Der Du, indem Du durch den Untergang des Todes mit der sterbenden Welt mitlittest, die schwache Welt erlöst hast, gabst Du den Schuldigen ein Heilmittel.
Die zweite Strophe des Adventshymnus der Vesper. Zeile eins und zwei haben es in sich. Es ist doch wohl ein großer Unterschied, ob jemand Mitleid hat mit einer im Untergang des Todes verloren gehenden Welt oder ob er durch den eigenen Untergang im Tod Teilhaber davon ist. Diese kleine Spitzfindigkeit befindet sich in der ersten Zeile. Denn je nachdem, ob man den Reim mit dem fehlenden "m" vervollständigt, ergibt sich eine bedeutungsvolle andere Aussage: Ablativ oder Akkusativ - das ist hier die Frage!
Für viele Orientalen war ein Bekenntnis, in dem ein Mensch gewordener Gott am Kreuz schmachvoll gestorben war, eine Zumutung, ja eine Gottesbeleidigung. Die Auseinandersetzung zog sich über ein halbes Jahrhundert hin, die verbindliche Lehre schließlich auf dem Konzil von Calcedon 451 definiert, wobei sich die Gegner (Ägypter, Syrer, Armenier) als koptische Kirche abspalteten.
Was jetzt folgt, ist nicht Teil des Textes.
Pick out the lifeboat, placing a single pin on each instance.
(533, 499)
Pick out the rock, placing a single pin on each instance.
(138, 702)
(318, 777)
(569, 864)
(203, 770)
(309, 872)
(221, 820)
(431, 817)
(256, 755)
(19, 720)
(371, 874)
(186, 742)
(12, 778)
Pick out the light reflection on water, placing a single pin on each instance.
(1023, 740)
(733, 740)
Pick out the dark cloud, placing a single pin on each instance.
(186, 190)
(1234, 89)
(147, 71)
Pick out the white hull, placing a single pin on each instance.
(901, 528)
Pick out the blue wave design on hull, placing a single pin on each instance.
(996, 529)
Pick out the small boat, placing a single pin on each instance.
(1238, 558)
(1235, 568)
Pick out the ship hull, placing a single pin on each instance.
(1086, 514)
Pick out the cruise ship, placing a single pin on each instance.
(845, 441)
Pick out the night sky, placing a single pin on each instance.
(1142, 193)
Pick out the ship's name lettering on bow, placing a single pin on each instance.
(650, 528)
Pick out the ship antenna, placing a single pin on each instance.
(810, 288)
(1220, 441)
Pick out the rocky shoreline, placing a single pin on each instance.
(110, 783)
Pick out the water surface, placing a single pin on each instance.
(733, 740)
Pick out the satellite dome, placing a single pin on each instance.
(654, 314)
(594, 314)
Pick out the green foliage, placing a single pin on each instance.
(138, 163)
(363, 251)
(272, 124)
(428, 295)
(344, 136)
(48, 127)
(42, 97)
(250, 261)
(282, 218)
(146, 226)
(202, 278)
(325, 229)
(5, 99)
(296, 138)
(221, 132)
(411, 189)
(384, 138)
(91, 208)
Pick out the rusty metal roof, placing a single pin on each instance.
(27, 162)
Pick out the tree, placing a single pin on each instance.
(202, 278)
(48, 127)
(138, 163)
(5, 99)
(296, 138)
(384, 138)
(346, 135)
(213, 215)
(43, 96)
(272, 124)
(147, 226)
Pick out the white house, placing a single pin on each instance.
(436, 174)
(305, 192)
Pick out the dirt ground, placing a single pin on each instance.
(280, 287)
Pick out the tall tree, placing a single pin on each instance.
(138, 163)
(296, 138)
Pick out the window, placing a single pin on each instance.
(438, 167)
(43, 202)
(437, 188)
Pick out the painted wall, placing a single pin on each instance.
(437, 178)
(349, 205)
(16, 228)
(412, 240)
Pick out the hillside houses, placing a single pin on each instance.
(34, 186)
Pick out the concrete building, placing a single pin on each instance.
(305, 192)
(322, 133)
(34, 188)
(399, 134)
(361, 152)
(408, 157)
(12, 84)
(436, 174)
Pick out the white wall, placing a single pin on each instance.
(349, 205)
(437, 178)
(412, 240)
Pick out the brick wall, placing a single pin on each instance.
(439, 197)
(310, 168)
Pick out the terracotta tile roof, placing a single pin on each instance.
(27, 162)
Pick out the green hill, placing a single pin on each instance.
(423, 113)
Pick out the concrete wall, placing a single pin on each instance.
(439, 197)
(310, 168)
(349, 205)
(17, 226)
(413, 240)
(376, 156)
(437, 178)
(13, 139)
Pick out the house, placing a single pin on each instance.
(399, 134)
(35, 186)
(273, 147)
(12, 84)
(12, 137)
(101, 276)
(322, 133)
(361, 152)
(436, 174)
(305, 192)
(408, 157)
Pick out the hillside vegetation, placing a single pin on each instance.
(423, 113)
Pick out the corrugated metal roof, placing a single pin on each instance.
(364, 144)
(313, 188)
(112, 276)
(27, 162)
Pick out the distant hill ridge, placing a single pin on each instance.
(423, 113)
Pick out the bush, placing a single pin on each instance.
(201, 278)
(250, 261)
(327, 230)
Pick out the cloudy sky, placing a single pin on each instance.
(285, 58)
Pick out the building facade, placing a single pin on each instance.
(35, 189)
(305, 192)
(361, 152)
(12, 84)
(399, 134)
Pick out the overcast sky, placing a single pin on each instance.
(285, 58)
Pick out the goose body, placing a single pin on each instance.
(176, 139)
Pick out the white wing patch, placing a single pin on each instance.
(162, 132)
Da die dritte Strophe des Hymnus die Entscheidungen des Konzils von Ephesos 431 behandelt, muss Strophe zwei zu einem früheren Zeitpunkt entstanden sein. Wenn angenommen wird, der Reim sei einmal vollständig gewesen, wird eine Region mit monophysitischem Bekenntnis, also vielleicht die Kirche von Alexandrien, diesen Strophentext hervorgebracht haben. In jedem Fall bestritt man in der ursprünglichen Fassung die Tatsache, dass Christus zwei Naturen in einer Person ungetrennt in sich vereinigte. Bei vollständigem Reim stünde nämlich das letzte Wort der ersten Zeile im Akkusativ mit der Konsequenz, dass Christus als Gott Erbarmen mit der gefallenen und sterbenden Welt hat, ohne dass das Leiden sich auf ihn selbst bezöge. Dieses Bekenntnis trugen nicht alle Kirchen mit. Diese so winzige Veränderung mit so großer Bedeutungsdifferenz zeigt, in welcher Weise man in der Spätantike die Hymnen im Kontext der jeweiligen Glaubensverkündigung gegeneinander instrumentalisiert hat. Es ist wohl die genialste Kürzung, die man sich denken kann, einfach bloß einen einzigen Buchstaben wegzustreichen und schon eine Gegenposition einnehmen zu können. Vor allem ist dieses Wegstreichen deshalb so dezent, da die Folgezeile ja mit einem m beginnt.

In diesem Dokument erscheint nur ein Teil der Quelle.